Linear time algorithm for proper interval graphs

NP-completeness of DDDP in chordal graphs

Approximation algorithm with logarithmic ratio

Abstract

For a graph $G=(V,E)$, a set $D\subseteq V$ is called a \emph{disjunctive dominating set} of $G$ if for every vertex $v\in V\setminus D$, $v$ is either adjacent to a vertex of $D$ or has at least two vertices in $D$ at distance $2$ from it. The cardinality of a minimum disjunctive dominating set of $G$ is called the \emph{disjunctive domination number} of graph $G$, and is denoted by $\gamma_{2}^{d}(G)$. The \textsc{Minimum Disjunctive Domination Problem} (MDDP) is to find a disjunctive dominating set of cardinality $\gamma_{2}^{d}(G)$. Given a positive integer $k$ and a graph $G$, the \textsc{Disjunctive Domination Decision Problem} (DDDP) is to decide whether $G$ has a disjunctive dominating set of cardinality at most $k$. In this article, we first propose a linear time algorithm for MDDP in proper interval graphs.
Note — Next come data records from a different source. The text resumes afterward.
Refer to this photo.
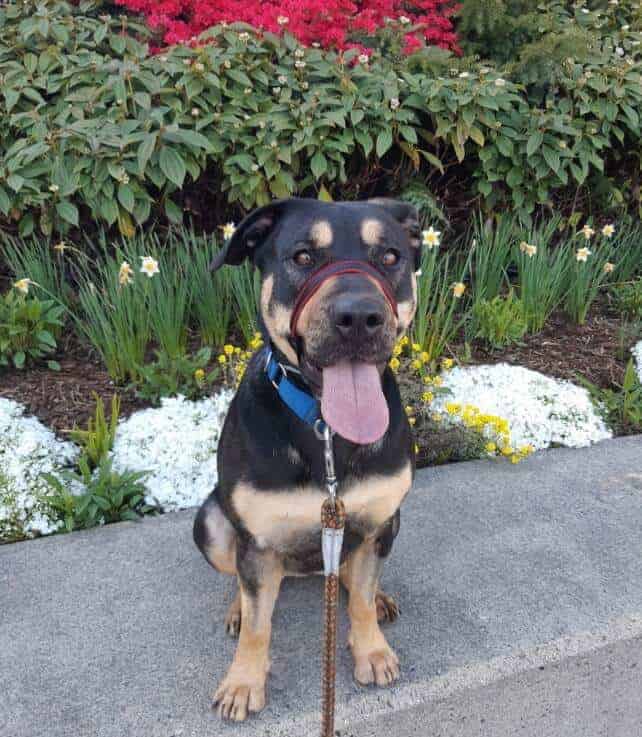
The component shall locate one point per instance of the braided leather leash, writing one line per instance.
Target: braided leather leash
(333, 517)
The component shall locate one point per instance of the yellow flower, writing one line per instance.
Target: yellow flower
(582, 254)
(228, 230)
(458, 289)
(22, 285)
(431, 237)
(588, 232)
(125, 274)
(149, 266)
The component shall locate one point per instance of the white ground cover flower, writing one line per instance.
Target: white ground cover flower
(541, 411)
(177, 444)
(27, 450)
(637, 355)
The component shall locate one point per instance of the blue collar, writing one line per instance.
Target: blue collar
(298, 400)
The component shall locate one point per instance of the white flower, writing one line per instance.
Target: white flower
(125, 274)
(228, 230)
(541, 411)
(177, 443)
(149, 266)
(582, 254)
(431, 237)
(22, 285)
(27, 451)
(587, 232)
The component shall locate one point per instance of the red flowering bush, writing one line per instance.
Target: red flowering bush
(330, 23)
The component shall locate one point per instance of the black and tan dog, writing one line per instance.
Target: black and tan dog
(262, 522)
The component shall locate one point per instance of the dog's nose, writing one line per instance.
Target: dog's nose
(356, 316)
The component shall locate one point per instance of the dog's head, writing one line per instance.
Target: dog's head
(338, 285)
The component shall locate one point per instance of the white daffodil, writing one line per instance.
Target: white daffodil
(431, 237)
(582, 254)
(149, 266)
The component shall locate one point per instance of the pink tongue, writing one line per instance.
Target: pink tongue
(353, 403)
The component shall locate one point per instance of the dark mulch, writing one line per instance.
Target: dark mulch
(62, 399)
(565, 350)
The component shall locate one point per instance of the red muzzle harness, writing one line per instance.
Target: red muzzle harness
(339, 268)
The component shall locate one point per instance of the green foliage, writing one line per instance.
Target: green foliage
(169, 376)
(27, 327)
(106, 496)
(541, 273)
(627, 299)
(98, 439)
(94, 127)
(499, 321)
(585, 277)
(621, 407)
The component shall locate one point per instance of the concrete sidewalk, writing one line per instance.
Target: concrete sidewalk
(521, 596)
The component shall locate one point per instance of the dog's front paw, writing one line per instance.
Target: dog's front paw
(379, 666)
(242, 691)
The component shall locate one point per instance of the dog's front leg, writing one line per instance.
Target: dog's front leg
(243, 688)
(374, 660)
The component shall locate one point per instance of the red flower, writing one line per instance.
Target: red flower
(331, 23)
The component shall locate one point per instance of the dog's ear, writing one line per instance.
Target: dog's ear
(251, 233)
(408, 217)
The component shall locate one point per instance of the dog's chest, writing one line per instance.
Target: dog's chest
(281, 519)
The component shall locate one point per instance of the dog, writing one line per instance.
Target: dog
(338, 289)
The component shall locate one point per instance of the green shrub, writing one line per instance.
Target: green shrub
(499, 321)
(627, 299)
(169, 376)
(93, 127)
(86, 499)
(27, 327)
(98, 439)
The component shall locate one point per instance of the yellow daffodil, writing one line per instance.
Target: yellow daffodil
(125, 274)
(458, 289)
(582, 254)
(431, 237)
(588, 232)
(149, 266)
(228, 230)
(22, 285)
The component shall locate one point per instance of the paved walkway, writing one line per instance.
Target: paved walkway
(521, 596)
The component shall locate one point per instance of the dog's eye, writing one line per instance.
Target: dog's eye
(390, 257)
(302, 258)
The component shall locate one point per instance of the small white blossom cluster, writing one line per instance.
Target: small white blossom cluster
(541, 411)
(176, 443)
(27, 450)
(637, 355)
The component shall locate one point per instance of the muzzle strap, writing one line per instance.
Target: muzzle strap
(339, 268)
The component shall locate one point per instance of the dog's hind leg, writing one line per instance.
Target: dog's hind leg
(215, 537)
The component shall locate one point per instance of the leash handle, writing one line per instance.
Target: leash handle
(333, 517)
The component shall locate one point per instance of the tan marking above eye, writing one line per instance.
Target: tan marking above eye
(371, 231)
(321, 234)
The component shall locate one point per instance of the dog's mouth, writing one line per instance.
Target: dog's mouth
(353, 403)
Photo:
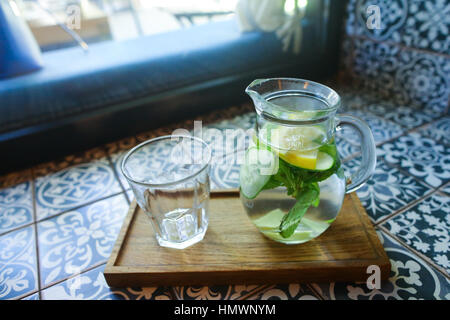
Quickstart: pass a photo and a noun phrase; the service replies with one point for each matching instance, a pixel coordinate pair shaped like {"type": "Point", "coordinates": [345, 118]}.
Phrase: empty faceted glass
{"type": "Point", "coordinates": [169, 177]}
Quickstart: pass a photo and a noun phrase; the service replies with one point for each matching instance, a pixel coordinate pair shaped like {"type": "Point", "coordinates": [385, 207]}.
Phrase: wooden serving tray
{"type": "Point", "coordinates": [235, 252]}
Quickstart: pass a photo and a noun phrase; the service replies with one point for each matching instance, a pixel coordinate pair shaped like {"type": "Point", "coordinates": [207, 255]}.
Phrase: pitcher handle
{"type": "Point", "coordinates": [368, 151]}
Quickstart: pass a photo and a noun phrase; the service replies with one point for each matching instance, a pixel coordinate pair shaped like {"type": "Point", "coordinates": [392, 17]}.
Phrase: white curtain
{"type": "Point", "coordinates": [270, 16]}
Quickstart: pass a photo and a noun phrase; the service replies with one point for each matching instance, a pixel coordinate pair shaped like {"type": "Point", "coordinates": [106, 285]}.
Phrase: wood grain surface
{"type": "Point", "coordinates": [235, 252]}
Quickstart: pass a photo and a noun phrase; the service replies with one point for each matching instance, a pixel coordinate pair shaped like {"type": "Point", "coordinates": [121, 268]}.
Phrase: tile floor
{"type": "Point", "coordinates": [59, 220]}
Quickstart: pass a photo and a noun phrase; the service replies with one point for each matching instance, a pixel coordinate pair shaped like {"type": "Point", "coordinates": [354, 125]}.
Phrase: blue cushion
{"type": "Point", "coordinates": [73, 82]}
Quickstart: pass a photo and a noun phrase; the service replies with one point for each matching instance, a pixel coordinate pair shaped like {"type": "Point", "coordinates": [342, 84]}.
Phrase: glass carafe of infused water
{"type": "Point", "coordinates": [292, 184]}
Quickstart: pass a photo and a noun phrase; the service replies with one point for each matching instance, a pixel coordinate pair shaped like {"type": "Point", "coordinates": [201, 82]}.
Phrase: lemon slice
{"type": "Point", "coordinates": [298, 146]}
{"type": "Point", "coordinates": [284, 139]}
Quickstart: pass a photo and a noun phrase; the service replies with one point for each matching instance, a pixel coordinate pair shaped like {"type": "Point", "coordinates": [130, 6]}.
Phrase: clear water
{"type": "Point", "coordinates": [178, 214]}
{"type": "Point", "coordinates": [268, 208]}
{"type": "Point", "coordinates": [271, 205]}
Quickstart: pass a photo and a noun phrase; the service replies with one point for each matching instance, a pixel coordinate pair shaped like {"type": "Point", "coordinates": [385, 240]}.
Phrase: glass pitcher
{"type": "Point", "coordinates": [292, 184]}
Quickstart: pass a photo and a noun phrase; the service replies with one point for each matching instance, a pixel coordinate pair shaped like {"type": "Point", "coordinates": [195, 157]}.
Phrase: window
{"type": "Point", "coordinates": [100, 20]}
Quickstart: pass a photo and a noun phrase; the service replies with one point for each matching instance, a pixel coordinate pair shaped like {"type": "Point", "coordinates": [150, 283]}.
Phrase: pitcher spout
{"type": "Point", "coordinates": [254, 90]}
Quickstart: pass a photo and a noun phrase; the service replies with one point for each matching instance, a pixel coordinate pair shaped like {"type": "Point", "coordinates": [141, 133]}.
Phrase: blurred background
{"type": "Point", "coordinates": [118, 19]}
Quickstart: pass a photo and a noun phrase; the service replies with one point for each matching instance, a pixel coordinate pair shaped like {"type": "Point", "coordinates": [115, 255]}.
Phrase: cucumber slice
{"type": "Point", "coordinates": [324, 161]}
{"type": "Point", "coordinates": [256, 171]}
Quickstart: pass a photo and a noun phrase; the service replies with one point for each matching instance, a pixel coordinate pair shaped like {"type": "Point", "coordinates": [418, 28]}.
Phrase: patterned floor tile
{"type": "Point", "coordinates": [393, 17]}
{"type": "Point", "coordinates": [291, 291]}
{"type": "Point", "coordinates": [345, 148]}
{"type": "Point", "coordinates": [76, 240]}
{"type": "Point", "coordinates": [409, 77]}
{"type": "Point", "coordinates": [382, 130]}
{"type": "Point", "coordinates": [116, 151]}
{"type": "Point", "coordinates": [116, 160]}
{"type": "Point", "coordinates": [426, 228]}
{"type": "Point", "coordinates": [18, 271]}
{"type": "Point", "coordinates": [420, 156]}
{"type": "Point", "coordinates": [15, 178]}
{"type": "Point", "coordinates": [34, 296]}
{"type": "Point", "coordinates": [410, 279]}
{"type": "Point", "coordinates": [16, 207]}
{"type": "Point", "coordinates": [74, 186]}
{"type": "Point", "coordinates": [446, 189]}
{"type": "Point", "coordinates": [388, 190]}
{"type": "Point", "coordinates": [91, 285]}
{"type": "Point", "coordinates": [426, 26]}
{"type": "Point", "coordinates": [405, 116]}
{"type": "Point", "coordinates": [232, 292]}
{"type": "Point", "coordinates": [87, 156]}
{"type": "Point", "coordinates": [438, 130]}
{"type": "Point", "coordinates": [225, 171]}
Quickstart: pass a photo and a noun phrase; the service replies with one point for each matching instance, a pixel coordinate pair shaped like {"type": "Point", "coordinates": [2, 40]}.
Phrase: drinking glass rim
{"type": "Point", "coordinates": [154, 185]}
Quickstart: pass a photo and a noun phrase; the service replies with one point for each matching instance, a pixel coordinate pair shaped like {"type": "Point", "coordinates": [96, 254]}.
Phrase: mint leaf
{"type": "Point", "coordinates": [305, 199]}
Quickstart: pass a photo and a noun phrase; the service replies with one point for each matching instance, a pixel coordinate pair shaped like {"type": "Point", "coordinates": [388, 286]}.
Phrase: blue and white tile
{"type": "Point", "coordinates": [427, 25]}
{"type": "Point", "coordinates": [352, 99]}
{"type": "Point", "coordinates": [439, 130]}
{"type": "Point", "coordinates": [74, 186]}
{"type": "Point", "coordinates": [388, 190]}
{"type": "Point", "coordinates": [420, 156]}
{"type": "Point", "coordinates": [231, 292]}
{"type": "Point", "coordinates": [345, 148]}
{"type": "Point", "coordinates": [34, 296]}
{"type": "Point", "coordinates": [16, 208]}
{"type": "Point", "coordinates": [408, 77]}
{"type": "Point", "coordinates": [382, 130]}
{"type": "Point", "coordinates": [403, 115]}
{"type": "Point", "coordinates": [91, 285]}
{"type": "Point", "coordinates": [225, 171]}
{"type": "Point", "coordinates": [422, 80]}
{"type": "Point", "coordinates": [446, 189]}
{"type": "Point", "coordinates": [116, 151]}
{"type": "Point", "coordinates": [291, 291]}
{"type": "Point", "coordinates": [411, 278]}
{"type": "Point", "coordinates": [426, 228]}
{"type": "Point", "coordinates": [18, 271]}
{"type": "Point", "coordinates": [350, 16]}
{"type": "Point", "coordinates": [116, 160]}
{"type": "Point", "coordinates": [392, 16]}
{"type": "Point", "coordinates": [78, 239]}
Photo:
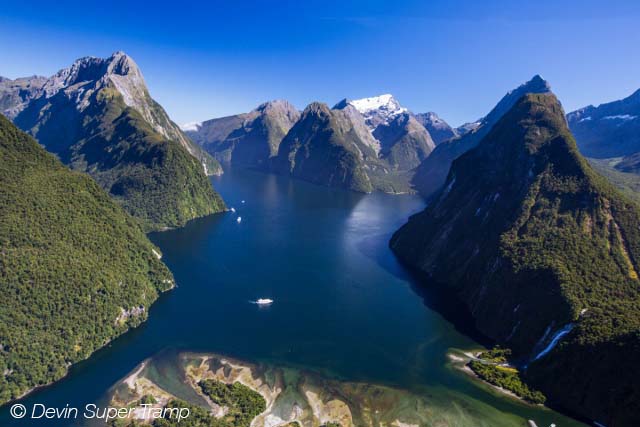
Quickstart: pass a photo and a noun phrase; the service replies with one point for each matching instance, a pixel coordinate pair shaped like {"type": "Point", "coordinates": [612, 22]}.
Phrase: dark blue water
{"type": "Point", "coordinates": [343, 305]}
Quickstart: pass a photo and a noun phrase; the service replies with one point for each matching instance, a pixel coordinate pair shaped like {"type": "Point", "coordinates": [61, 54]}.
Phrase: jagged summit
{"type": "Point", "coordinates": [98, 117]}
{"type": "Point", "coordinates": [543, 254]}
{"type": "Point", "coordinates": [376, 110]}
{"type": "Point", "coordinates": [431, 173]}
{"type": "Point", "coordinates": [82, 80]}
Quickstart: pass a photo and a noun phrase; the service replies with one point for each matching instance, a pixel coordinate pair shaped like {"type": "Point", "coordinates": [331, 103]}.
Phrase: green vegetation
{"type": "Point", "coordinates": [75, 270]}
{"type": "Point", "coordinates": [531, 239]}
{"type": "Point", "coordinates": [148, 399]}
{"type": "Point", "coordinates": [627, 182]}
{"type": "Point", "coordinates": [154, 178]}
{"type": "Point", "coordinates": [244, 404]}
{"type": "Point", "coordinates": [506, 378]}
{"type": "Point", "coordinates": [198, 417]}
{"type": "Point", "coordinates": [496, 355]}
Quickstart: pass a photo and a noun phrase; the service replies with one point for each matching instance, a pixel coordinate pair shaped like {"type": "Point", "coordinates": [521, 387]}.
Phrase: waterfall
{"type": "Point", "coordinates": [554, 340]}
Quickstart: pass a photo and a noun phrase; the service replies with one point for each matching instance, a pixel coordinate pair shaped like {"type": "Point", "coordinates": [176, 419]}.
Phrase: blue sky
{"type": "Point", "coordinates": [223, 57]}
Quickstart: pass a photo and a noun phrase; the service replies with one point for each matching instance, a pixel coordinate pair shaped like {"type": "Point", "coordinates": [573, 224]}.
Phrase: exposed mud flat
{"type": "Point", "coordinates": [298, 396]}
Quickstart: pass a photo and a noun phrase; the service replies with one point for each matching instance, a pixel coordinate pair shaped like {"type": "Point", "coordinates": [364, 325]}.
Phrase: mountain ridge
{"type": "Point", "coordinates": [65, 243]}
{"type": "Point", "coordinates": [430, 175]}
{"type": "Point", "coordinates": [537, 245]}
{"type": "Point", "coordinates": [94, 116]}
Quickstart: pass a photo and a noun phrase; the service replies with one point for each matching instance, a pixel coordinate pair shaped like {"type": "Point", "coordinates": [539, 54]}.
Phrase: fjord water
{"type": "Point", "coordinates": [343, 305]}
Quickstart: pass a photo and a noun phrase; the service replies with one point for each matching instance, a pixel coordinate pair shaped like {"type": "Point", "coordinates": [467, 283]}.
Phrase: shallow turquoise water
{"type": "Point", "coordinates": [343, 305]}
Next we tighten the NP-completeness of DDDP by showing that it remains NP-complete even in chordal graphs. We also propose a $(\ln(\Delta^{2}+\Delta+2)+1)$-approximation algorithm for MDDP in general graphs and prove that MDDP can not be approximated within $(1-\epsilon) \ln(|V|)$ for any $\epsilon>0$ unless NP $\subseteq$ DTIME$(|V|^{O(\log \log |V|)})$. Finally, we show that MDDP is APX-complete for bipartite graphs with maximum degree $3$.